Even though Brexit is being perceived as the major shift in Britain’s economy, over the past couple of decades the economy itself has changed fundamentally. Already 20% of UK adults are part of the gig and sharing economy, which is expected to be 33% by 2025.
Technologies like artificial intelligence, machine learning and big data are impacting the way companies function and drive profits.
More and more retailers are moving online because that is where the customers are. Ever-increasing digitisation of customers has meant that more and more people are accessing financial services on their personal devices.
It's not that the economy is changing culturally and technologically only. It is changing environmentally as well. To counter environmental threats, the economy is shifting to low carbon. It will need an infrastructural investment of more than $90 trillion over the next 10 years globally. The UK being one of the global finance leaders, it is expected to lead the way.
New players in the market like Monzo, Starling, and OakNorth question why finance should be any different from other sectors when it comes to providing excellent user experience.
These companies have been dubbed fintech, and rightly so. Without having the baggage of old IT infrastructure to carry, they are adopting cloud services to provide that experience. Use of cloud also enables them to provide new products and services as well as reach those who had been out of the purview of Finance till now.

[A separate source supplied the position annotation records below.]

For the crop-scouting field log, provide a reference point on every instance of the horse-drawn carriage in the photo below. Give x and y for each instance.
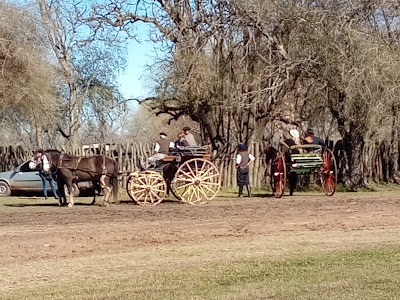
(187, 172)
(307, 159)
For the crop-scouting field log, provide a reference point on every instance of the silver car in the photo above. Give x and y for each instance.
(25, 179)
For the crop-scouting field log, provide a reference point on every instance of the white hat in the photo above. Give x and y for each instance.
(294, 133)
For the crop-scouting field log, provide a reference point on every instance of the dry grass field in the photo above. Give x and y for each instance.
(304, 247)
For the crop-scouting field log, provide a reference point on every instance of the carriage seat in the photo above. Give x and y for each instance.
(190, 150)
(311, 159)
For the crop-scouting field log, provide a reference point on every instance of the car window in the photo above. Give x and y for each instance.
(25, 168)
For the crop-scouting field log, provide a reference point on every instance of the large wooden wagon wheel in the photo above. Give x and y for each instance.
(278, 174)
(146, 188)
(328, 173)
(196, 181)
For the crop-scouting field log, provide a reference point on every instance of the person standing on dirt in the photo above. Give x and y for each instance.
(292, 141)
(161, 149)
(243, 160)
(47, 177)
(188, 136)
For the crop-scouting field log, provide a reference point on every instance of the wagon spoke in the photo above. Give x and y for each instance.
(205, 195)
(143, 188)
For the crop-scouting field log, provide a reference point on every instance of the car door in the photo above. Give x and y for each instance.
(25, 178)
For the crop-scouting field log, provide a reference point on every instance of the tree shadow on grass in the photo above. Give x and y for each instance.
(50, 204)
(131, 202)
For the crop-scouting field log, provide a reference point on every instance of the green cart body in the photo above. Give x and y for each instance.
(314, 160)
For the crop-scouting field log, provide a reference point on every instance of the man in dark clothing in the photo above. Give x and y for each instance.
(312, 139)
(161, 149)
(294, 140)
(181, 141)
(243, 160)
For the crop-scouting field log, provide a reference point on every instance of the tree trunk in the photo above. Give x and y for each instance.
(394, 143)
(354, 145)
(74, 119)
(39, 142)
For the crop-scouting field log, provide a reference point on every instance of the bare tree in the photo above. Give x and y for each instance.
(27, 95)
(87, 63)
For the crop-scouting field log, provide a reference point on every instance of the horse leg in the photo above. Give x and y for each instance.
(61, 193)
(94, 192)
(71, 196)
(106, 189)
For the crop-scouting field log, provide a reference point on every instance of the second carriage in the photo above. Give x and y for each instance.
(314, 160)
(186, 172)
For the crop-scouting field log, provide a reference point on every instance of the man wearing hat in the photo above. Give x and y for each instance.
(188, 136)
(243, 160)
(161, 149)
(294, 140)
(312, 139)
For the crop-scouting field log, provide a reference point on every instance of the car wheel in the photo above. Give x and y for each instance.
(5, 189)
(75, 190)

According to a Deloitte report, new hires in finance sectors must be data scientists, business analysts, and storytellers, besides being finance experts.
Digitisation always means more data, which needs to be stored before it can be used further. Cloud technologies offer a cheaper and more effective way of saving and processing data collected. Hence digitisation has become synonymous with cloud technology.

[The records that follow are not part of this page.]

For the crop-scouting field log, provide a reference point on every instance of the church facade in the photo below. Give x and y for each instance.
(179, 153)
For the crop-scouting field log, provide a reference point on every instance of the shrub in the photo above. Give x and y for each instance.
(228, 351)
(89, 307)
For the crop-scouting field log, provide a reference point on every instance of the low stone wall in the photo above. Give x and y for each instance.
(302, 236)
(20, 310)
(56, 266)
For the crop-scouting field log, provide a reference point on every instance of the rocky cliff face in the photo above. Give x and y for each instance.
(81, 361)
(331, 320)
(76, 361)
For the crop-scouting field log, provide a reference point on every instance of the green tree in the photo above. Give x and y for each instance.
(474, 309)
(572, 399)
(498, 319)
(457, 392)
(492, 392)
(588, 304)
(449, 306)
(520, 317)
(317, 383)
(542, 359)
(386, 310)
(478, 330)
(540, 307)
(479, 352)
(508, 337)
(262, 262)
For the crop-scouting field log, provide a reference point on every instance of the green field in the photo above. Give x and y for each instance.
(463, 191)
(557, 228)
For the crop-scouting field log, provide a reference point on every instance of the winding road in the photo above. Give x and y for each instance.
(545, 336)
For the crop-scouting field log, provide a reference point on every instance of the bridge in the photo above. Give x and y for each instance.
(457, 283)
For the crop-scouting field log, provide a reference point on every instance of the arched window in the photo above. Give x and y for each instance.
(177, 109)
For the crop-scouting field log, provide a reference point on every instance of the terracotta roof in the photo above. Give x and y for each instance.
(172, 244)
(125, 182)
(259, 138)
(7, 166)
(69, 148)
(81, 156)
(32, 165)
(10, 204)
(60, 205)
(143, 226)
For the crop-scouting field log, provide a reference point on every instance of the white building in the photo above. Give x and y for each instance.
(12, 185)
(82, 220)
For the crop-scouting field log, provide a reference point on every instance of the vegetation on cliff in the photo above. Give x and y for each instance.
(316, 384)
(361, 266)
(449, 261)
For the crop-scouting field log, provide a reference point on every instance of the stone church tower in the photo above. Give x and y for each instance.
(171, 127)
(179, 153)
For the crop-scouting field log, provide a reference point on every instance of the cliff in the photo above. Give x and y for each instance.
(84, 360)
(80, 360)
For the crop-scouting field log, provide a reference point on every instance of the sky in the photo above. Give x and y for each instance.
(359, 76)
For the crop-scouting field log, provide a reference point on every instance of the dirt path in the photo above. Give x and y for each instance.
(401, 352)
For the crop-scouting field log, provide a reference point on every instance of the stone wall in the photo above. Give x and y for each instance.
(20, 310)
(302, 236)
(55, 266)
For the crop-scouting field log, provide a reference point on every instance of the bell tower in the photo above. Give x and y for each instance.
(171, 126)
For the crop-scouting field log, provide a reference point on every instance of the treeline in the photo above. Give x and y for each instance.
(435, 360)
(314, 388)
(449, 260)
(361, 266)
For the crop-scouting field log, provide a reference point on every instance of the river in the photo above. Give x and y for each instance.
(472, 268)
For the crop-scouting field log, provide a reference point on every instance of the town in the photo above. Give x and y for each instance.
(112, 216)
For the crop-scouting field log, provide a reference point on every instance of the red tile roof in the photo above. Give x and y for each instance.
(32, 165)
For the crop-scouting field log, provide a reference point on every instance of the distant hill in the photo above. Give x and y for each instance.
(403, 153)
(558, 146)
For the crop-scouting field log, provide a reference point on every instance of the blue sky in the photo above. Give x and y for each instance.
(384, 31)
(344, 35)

Various studies have emphasised the need for finance to embrace cloud and utilise the benefits they offer.
Many large banks have already moved most of their non-core activities like customer care, personal, HR, etc. to the cloud. So why not the core functions? It is now imperative to look at the various options offered by cloud technology and its feasibility.
Access to expertise and Analytics: Cloud service providers are experts in the services that they offer. Their clients get access to analytics and expertise without investing in-house. Cloud models are now maturing and they can be trained to accommodate the strict regulations of the finance sector.

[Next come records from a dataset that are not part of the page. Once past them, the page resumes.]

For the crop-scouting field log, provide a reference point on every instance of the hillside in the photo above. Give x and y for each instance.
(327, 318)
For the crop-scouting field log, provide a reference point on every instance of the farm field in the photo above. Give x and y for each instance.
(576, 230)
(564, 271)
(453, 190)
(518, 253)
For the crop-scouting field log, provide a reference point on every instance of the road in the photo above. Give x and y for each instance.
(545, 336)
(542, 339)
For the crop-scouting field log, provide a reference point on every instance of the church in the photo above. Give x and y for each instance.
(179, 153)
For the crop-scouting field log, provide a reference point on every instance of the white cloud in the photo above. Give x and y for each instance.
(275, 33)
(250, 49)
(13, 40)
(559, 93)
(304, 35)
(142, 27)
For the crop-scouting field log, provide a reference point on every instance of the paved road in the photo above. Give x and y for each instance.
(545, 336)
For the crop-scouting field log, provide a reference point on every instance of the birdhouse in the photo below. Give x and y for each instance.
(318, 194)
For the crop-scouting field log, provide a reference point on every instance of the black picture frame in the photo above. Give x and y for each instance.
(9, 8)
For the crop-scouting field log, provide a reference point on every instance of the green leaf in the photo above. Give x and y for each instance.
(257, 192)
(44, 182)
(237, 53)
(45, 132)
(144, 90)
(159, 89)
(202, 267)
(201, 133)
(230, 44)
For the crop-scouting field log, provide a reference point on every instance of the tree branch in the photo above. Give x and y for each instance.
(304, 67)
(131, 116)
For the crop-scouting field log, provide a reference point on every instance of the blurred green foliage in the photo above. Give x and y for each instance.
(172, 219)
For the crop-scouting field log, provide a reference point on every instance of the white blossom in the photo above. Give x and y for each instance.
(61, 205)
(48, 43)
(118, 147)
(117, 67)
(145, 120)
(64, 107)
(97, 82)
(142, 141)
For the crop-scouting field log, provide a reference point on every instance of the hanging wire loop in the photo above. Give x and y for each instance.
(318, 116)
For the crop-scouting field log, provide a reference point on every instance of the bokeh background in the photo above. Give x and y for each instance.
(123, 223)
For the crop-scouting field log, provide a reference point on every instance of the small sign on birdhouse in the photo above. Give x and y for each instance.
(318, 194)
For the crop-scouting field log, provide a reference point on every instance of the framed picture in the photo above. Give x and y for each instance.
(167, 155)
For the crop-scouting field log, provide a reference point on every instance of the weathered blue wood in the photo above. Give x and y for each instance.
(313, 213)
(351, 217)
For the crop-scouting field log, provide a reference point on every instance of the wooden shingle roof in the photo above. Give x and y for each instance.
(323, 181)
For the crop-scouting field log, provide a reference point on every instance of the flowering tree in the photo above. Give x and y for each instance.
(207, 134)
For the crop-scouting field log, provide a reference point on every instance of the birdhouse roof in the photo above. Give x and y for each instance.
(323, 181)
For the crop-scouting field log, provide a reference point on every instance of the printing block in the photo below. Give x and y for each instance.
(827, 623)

Cost Optimisation: Due to the economics of scale, cloud service providers, especially the bigger ones, help in reducing IT infrastructure costs. Depending upon the size of operations, this reduction could be anywhere between 30% and 50%.
Associated Risks: It is not that technology can be the solution to everything. Because it is fraught with its own problems.
Regulation Compliance: The biggest issue in moving financial services to the cloud is that the services and service providers are not yet equipped to accommodate the strict financial regulations prevalent in the economy currently.
Cyber Security: All types of data, especially financial ones, are already constantly under cyber threat. This is a matter of deep concern and what prevents most of the banks and other finance firms to stay away from the cloud.
Transfer of Control: As all data is available with cloud providers, a huge amount of control automatically passes to them. And a few leading cloud providers may end up monopolising it. Finance leaders are not yet comfortable with this transfer of control.
It is essential to find a balance between the advantages offered by the cloud and the risk associated with it.
First and foremost, the global conversation must be initiated around the need for migrating financial services to the cloud. As cloud migration will be more of a cultural shift before it is a technological one, all stakeholders need to be on the same page.
With disruptors leading the way, it cannot be allowed that smaller banks and fintechs embrace the cloud without understanding all the implications.
While cloud service providers must build more robust systems that can sustain cyber attacks, finance regulators also need to factor in the changing requirements and modify regulations accordingly.
That cloud is the future for the growth of the finance sector is a foregone conclusion. Efforts have to be made to make it as smooth and free of operational disruption as possible.
It is the responsibility of larger banks to be tuned in customers’ changing expectations, predict their demands and use technology as the enabler to meet those expectations. In the process, they must also focus on building expertise in-house and share it with smaller banks to move the finance sector forward.
What do you think? What is preventing you from migrating your operations to the cloud?